Wireless power transmission (WPT) is a technology that transmits electrical energy from source to load for a distance wirelessly. It is a continuous technological development, revolutionizing wireless charging and electric vehicle radios [1,2,3,4,5,6,7,8,9,10,11,12]. WPT can also be applied to various other applications, such as radio frequency (RF) identification, wireless buildings, codeless switches, batteryless sensors, and wirelessly powered drug release systems [2]. It converts electrical energy into an electromagnetic wave by converting electrical energy into an RF signal.
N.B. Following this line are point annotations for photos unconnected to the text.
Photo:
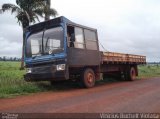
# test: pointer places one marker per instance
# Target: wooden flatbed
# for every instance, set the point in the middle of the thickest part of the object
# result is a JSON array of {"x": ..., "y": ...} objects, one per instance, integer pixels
[{"x": 113, "y": 57}]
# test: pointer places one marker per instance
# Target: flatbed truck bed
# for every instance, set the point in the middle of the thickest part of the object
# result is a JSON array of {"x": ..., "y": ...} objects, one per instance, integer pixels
[{"x": 120, "y": 58}]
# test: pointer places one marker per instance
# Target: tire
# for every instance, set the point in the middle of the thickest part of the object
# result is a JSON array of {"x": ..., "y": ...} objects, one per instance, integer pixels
[
  {"x": 88, "y": 78},
  {"x": 132, "y": 74}
]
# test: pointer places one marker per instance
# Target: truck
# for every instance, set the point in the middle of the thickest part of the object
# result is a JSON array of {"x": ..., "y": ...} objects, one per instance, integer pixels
[{"x": 59, "y": 49}]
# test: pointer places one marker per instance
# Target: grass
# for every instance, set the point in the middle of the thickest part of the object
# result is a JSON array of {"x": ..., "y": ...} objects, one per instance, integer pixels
[
  {"x": 12, "y": 83},
  {"x": 147, "y": 71}
]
This radio transmission technology is divided into two types: Short-distance transmission technology using magnetic fields and long-distance transmission technology using an antenna [10,13]. Most wireless power transmission technologies currently being developed are short-distance using magnetic fields [5,9].

In connection with this technology, different concepts have been proposed, which can be classified into two methods: The magnetic induction method (MIM) and the magnetic resonance method (MRM) [1,3,4,6,8,14,15,16]. The MIM transmits electric power using a magnetic field induced in a coil [8,14]. The concept of the MIM is that most of the magnetic field generated from the current flowing through the primary coil flows through the secondary coil, inducing current flows through the secondary coil to supply energy to the load. Such an energy transfer method is similar to the operation principle of a conventional transformer. The characteristic of the MIM is that the inherent resonance frequency of each coil differs from the transmission frequency that carries actual energy. This makes it possible to miniaturize the coil, but it also has the disadvantage that the distance, which can be transmitted, decreases as the size of the coil decreases. Presently, the MIM is applied for the wireless charging of portable devices and is also used for the wireless charging of some electric vehicles [8,14]. The MRM transfers energy using the resonance phenomenon between coils [1,3,4,6,14,15,16]. The MRM is similar to the MIM in that the magnetic fields generated from the current flowing through the primary coil pass through the secondary coil to induce the induction current, but the resonance frequency of the primary coil and the resonance frequency of the secondary coil are the same. The energy generated in the primary coil is transferred to the secondary coil through resonance mode energy coupling between the coils. The resonance frequency and the energy transmission frequency of each coil should be equal. Compared to the MIM, the MRM is advantageous in terms of the transmission distance as a result of the high-quality factor (Q) of the resonator. However, in order to ensure high Q, the size of each coil must be large compared to the MIM systems. Such a MRM can be applied to various fields, compared to the MIM [14,15,16].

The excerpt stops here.